A viagem, não o destino

A concentração no resultado ou no desfecho da corrida mais recente pode, com demasiada frequência, toldar o panorama geral. A Fórmula 1 é inerentemente orientada para os resultados, mas Ben e Chris concordam que o resultado é apenas parte da história e que o que importa é como se chega lá – o processo – à medida que continuamos a nossa viagem para construir uma equipa vencedora de corridas: “Não é possível fazer bem o nosso trabalho se só estivermos interessados em subir ao pódio, ganhar uma corrida ou um campeonato”, afirma Ben.

“Quer tenhamos um bom fim de semana ou um mau fim de semana, o trabalho a seguir é o mesmo”, acrescenta Chris. “Independentemente do resultado, continuamos a analisar todas as decisões e a ver onde podemos melhorar. Há uma motivação constante. Queremos sempre mais, queremos sempre encontrar formas de melhorar e sermos melhores – é isso que nos faz avançar, em vez de querermos apenas ganhar uma corrida ou um campeonato.”

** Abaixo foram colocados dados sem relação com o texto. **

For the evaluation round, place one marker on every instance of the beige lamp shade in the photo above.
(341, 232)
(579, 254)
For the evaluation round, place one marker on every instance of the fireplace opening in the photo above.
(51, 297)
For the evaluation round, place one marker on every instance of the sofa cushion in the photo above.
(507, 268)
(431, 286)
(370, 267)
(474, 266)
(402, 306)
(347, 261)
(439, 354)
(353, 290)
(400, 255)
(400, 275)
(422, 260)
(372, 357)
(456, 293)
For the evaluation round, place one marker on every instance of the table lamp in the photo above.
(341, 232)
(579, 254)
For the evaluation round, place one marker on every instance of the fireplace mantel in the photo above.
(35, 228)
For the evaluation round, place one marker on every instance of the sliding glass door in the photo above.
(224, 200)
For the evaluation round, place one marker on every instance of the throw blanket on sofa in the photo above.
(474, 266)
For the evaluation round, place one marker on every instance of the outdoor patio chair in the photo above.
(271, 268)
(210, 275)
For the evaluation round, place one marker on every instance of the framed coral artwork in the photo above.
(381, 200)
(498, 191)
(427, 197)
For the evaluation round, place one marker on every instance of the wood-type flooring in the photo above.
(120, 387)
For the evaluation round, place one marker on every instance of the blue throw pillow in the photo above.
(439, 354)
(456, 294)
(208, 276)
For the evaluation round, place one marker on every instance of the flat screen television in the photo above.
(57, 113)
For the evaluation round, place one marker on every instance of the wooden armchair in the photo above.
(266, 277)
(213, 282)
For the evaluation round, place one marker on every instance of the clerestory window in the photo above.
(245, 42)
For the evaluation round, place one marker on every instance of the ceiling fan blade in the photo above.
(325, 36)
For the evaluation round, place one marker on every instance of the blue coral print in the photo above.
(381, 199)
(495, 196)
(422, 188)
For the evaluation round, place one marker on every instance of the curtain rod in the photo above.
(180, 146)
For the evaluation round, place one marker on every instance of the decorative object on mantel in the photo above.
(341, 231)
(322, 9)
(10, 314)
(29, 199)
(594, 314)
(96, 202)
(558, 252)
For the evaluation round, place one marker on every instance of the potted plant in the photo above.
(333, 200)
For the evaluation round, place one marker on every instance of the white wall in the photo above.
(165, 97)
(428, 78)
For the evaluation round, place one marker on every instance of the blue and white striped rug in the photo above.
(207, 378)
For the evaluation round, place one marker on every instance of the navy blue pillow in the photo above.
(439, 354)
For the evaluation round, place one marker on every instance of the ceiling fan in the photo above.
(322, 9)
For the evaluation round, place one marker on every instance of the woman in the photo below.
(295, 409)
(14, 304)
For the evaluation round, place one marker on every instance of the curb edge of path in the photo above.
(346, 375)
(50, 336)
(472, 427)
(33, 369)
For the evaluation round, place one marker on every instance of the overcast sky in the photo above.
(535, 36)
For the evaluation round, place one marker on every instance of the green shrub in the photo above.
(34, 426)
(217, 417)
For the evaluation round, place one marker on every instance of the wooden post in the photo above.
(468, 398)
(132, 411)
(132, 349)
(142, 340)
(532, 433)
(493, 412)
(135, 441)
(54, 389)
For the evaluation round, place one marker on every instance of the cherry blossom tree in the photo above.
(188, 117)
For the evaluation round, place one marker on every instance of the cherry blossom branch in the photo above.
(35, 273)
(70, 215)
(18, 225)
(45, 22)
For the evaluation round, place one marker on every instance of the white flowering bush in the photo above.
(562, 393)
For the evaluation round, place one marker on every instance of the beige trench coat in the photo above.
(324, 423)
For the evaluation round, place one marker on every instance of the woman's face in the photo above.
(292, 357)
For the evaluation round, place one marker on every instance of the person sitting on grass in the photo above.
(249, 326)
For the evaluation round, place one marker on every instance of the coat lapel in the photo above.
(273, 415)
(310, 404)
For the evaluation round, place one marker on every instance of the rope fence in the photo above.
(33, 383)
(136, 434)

“Ganhei campeonatos noutras categorias e espero fazer o mesmo na F1, mas se pensas que ganhar um campeonato te vai mudar fundamentalmente como pessoa ou mudar a tua vida, então não é esse o caso”, diz Ben.

“Ganhar um campeonato não vai ser a última peça do puzzle que nos realiza como seres humanos. Não é assim que funciona. O que importa é o processo – a viagem para chegar a esse ponto – e a forma como desempenhamos o nosso papel ao ajudar o piloto e a equipa a concretizar a sua ambição.”